Le Crédit Foncier lance une nouvelle titrisation de prêts immobiliers

L’opération de plus de 1,3 milliard d’euros aura, comme celle de l’année dernière, la vertu d'être déconsolidante.
Solenn Poullennec
Le nouveau RMBS du Crédit Foncier, serait comme son prédécesseur déconsolidant. Photo DR.
Le nouveau RMBS du Crédit Foncier, serait comme son prédécesseur déconsolidant. Photo DR.  - 

Alors que les professionnels de la titrisation sont réunis à Barcelone cette semaine pour leur grand-messe annuelle, le Crédit Foncier devrait placer prochainement sa deuxième titrisation publique de crédits immobiliers résidentiels (RMBS) post-crise, dont le montant dépasserait les 1,3 milliard d’euros.

La première opération, de près d’un milliard, placée en mai 2014 par la filiale de BPCE avait fait couler beaucoup d’encre. Non seulement elle représentait le premier RMBS français public depuis 1995, mais elle avait aussi la rare vertu d’être déconsolidante et avait donc permis au Crédit Foncier de réduire la taille de son bilan.

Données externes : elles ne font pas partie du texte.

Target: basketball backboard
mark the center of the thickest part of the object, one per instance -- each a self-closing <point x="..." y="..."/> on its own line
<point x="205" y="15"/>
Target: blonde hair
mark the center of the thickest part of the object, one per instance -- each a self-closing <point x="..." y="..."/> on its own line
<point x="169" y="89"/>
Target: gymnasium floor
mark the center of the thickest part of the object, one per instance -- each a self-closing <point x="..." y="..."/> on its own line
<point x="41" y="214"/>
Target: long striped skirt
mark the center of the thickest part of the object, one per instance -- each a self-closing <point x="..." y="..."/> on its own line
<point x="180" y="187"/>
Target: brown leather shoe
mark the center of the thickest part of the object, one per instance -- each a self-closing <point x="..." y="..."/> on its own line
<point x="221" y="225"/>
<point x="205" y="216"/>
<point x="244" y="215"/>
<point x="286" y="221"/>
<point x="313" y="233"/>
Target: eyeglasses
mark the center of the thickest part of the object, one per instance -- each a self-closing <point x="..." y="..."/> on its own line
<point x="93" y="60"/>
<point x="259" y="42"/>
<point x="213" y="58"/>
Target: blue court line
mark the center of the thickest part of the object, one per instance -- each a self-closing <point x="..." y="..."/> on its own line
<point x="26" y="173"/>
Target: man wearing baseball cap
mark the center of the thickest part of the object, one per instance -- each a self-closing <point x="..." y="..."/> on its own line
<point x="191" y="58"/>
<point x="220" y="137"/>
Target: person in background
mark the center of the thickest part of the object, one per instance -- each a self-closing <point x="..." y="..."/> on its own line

De source proche, la nouvelle opération devrait dépasser 1,3 milliard d’euros. Les deux premières tranches, qui devraient être placées publiquement et notées AAA par DBRS et Moody’s, représenteraient à elles seules quelque 1,2 milliard. Le nouveau RMBS, serait comme son prédécesseur déconsolidant. «Fondamentalement, c’est la même opération» assure la même source. Ce retour sur le marché n’est pas une surprise. L’année dernière, le président du directoire de BPCE, François Pérol, avait assuré que si le marché le permettait, le Crédit Foncier y interviendrait régulièrement pour un montant annuel de titrisations de 1 à 2 milliards d’euros.

Le Crédit Foncier fait figure d’exception alors que l’an dernier, le gouverneur de la Banque de France, Christian Noyer avait jugé «indispensable» que la Place se dote « des moyens de développer une titrisation déconsolidante des crédits immobiliers résidentiels». «En pratique, l’émergence d’un véritable marché des RMBS en France rencontre certains obstacles», constate un an et demi plus tard le Haut Conseil de Stabilité Financière dans son rapport annuel.

Selon le groupe d’experts rattaché à Bercy, la réglementation freine toujours la demande des investisseurs. Côté offre, «l’équation économique de la titrisation est également compliquée par la mobilisation d’une part importante des crédits à l’habitat pour d’autres ressources telles que les covered bonds». Par ailleurs «les taux pratiqués en France par les banques sur les prêts à l’habitat et la faiblesse des marges pourraient limiter l’encours de prêts immobiliers actuellement titrisables». Le HCSF argue encore que des spécificités françaises «sont mal appréhendées par les acteurs internationaux» et que les banques n’ont pas toutes les infrastructures informatiques suffisantes pour développer leur activité de titrisation.